Catatan Awal
Pertama: Penerima Vaksinasi. Adalah mereka, satu orang atau pun kelompok, yang menerima vaksin (dengan cara tetes atau pun suntik) sehingga ia (mereka) memperoleh kekebalan (imun tubuh) dari penyakit (atau penyakit-pernyakit tertentu). Vaksinasi (i) dilakukan (diterima) sebagai suatu keharusan (dan kewajiban) untuk mencapai imunitas komunitas dan masyarakat, (ii) secara gratis atau pun beli (berbayar/membayar).
Kedua: Mereka, orang-orang di Nusantara, yang (akan) menerima atau mendapat vaksin sudah terdata dari kelompok usia 18 tahun +1 hari hingga 60 tahun - 1 hari. Di luar kelompok usia tersebut, bukan prioritas.
Ketiga: Takut dan ketakutan. Takut atau rasa takut adalah 'suasana psikologis' yang terjadi pada/dalam diri seseorang; sikon tersebut ditampilkan atau terlihat sebagai tanda-tanda seperti raut (ekspresi) wajah, teriakan, jeritan, menangis, berlari, bersembunyi, atau bahkan tak bergerak dan membisu. Pada sejumlah kasus, takut yang terus menerus terhadap sesuatu (yang terlihat, tak terlihat, benda, situasi, kegiatan, makhluk hidup dan mati, tempat atau area, dan lain sebagainya) akan menjadi 'phobi/a. Sehinngga ketika ia/mereka ada atau dekat dengan hal-hal yang menjadi penyebab phobia itu, maka langsung terjadi penolakan. Dengan dengan demikian, takut dan ketakutan, berlanjut pada phobia, dan berujung penolakan.
Opa Jappy
Pesawahan Srengseng Sawah, Jakarta Selatan | Sudah menghitung hari, jam, menit, rakyat Indonesia, dengan kriteria tertentu, (akan) divaksinasi atau menerima vaksinasi. Prsiden RI, Jokowi, sudah memberi contoh, selanjtnya proses dan kegitan vakisinasi tersebut dilakukan secara bertahap hingga mencapai 'angka atau jumlah aman' dalam rangka kekebalan imunitas terhadap Covid-19.

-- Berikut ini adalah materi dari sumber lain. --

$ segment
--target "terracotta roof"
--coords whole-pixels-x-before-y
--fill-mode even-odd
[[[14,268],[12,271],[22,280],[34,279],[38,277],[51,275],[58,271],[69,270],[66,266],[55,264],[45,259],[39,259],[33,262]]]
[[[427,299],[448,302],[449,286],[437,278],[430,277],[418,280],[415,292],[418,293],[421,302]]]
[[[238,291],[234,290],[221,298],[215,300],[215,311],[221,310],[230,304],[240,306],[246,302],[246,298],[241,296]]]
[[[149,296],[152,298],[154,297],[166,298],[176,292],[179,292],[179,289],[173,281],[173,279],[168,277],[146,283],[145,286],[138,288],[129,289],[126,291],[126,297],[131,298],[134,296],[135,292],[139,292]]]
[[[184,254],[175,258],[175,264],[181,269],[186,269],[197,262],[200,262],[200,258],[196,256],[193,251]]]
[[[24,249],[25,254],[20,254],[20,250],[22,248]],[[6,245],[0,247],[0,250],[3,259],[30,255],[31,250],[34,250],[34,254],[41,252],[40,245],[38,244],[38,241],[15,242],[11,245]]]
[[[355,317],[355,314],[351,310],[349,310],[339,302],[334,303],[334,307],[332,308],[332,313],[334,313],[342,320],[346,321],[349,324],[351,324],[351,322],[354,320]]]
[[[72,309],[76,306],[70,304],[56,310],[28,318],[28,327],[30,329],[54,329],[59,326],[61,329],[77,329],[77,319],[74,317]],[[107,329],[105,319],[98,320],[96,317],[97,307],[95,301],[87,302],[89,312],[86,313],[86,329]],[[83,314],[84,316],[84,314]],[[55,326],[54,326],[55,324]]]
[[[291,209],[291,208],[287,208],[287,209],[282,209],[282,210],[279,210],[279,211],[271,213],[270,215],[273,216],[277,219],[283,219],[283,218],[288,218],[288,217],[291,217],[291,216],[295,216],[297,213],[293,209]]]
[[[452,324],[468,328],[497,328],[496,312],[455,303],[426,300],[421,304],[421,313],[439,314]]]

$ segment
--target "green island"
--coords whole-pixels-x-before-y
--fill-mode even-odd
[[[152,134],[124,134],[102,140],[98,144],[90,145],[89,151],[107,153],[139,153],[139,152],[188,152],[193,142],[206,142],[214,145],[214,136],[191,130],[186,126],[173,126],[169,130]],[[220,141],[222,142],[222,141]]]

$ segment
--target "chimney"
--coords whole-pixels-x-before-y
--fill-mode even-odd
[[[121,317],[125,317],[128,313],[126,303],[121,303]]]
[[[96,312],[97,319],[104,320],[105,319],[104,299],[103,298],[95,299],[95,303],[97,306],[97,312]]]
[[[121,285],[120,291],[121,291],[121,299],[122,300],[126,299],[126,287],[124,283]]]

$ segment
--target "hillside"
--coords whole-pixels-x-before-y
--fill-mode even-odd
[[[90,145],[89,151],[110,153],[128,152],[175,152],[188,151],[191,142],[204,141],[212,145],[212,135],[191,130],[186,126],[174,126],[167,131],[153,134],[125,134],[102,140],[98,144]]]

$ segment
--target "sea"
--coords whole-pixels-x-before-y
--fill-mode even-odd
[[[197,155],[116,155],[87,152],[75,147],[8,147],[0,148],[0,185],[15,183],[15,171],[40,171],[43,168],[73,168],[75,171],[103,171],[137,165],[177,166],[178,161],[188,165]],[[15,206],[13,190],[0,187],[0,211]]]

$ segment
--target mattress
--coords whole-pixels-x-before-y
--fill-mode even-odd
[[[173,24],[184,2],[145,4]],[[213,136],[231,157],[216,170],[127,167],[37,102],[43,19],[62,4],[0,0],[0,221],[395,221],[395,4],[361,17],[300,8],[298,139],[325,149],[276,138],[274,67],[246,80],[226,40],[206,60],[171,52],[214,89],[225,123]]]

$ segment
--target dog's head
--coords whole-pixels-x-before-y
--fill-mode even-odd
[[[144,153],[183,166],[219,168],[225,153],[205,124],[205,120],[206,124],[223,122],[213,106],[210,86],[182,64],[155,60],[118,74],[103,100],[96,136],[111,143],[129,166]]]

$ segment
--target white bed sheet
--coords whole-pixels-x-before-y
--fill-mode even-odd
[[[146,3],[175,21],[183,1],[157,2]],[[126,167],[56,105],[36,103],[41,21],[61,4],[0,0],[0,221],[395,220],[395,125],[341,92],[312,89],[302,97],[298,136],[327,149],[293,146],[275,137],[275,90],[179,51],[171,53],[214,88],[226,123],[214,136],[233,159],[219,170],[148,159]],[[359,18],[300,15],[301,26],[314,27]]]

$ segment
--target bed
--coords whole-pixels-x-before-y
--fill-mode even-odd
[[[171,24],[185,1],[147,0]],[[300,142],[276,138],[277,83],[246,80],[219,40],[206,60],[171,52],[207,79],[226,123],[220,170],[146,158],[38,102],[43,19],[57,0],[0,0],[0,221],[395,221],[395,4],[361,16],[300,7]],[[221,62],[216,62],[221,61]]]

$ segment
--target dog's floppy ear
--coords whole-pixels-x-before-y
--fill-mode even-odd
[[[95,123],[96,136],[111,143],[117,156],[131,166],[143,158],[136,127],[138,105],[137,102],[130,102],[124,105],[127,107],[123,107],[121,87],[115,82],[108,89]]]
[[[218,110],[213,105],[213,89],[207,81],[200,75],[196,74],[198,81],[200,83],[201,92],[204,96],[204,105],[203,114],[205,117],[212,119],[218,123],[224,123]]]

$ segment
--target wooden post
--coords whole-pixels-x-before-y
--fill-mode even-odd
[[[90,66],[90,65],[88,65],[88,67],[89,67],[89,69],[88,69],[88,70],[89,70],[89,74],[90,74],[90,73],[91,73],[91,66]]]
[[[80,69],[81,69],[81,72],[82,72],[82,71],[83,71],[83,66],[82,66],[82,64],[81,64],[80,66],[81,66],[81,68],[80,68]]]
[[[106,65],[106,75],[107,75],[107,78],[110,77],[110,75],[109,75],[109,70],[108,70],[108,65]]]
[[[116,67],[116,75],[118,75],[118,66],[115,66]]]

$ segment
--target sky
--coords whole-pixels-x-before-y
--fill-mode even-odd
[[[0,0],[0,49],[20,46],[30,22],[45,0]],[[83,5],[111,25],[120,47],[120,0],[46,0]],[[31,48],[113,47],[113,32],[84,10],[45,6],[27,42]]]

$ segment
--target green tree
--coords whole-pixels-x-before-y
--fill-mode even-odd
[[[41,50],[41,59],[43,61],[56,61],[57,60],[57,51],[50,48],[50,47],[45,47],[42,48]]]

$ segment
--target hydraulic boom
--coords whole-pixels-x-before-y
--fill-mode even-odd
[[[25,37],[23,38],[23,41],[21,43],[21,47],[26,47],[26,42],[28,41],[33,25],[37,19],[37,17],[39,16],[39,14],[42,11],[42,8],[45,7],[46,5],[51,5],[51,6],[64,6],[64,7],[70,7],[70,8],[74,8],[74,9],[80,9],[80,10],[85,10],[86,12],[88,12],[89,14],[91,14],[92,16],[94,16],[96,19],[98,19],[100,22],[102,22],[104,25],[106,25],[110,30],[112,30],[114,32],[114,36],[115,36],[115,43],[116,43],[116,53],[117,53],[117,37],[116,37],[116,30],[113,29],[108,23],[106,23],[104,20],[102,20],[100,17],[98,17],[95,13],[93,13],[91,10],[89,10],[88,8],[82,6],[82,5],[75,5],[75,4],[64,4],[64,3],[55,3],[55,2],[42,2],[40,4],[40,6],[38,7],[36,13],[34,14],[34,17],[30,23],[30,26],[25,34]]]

Sayangnya, sekali lagi, sayangnya, kegiatan yang bermartabat dalam rangka mencapai kekebalan imunitas tersebut mendapat penolakan dari sejumlah pihak. (Dari Jejak Digital) Terungkap bahwa alasan-alasan penolakan tersebut, antara lain (i) meragukan efikasi atau tingkat kemujaraban vaksin yang (akan) digunakan, (ii) memiliki alternatif lain, (iii) takut terjadi efek samping yang fatal, (iv) alasan agama atau keagamaan, (v) terpengaruh opini penolakan vaksin dan vaksinasi di Media, (vi) phobia vaksin, vaksinasi, jarum suntik.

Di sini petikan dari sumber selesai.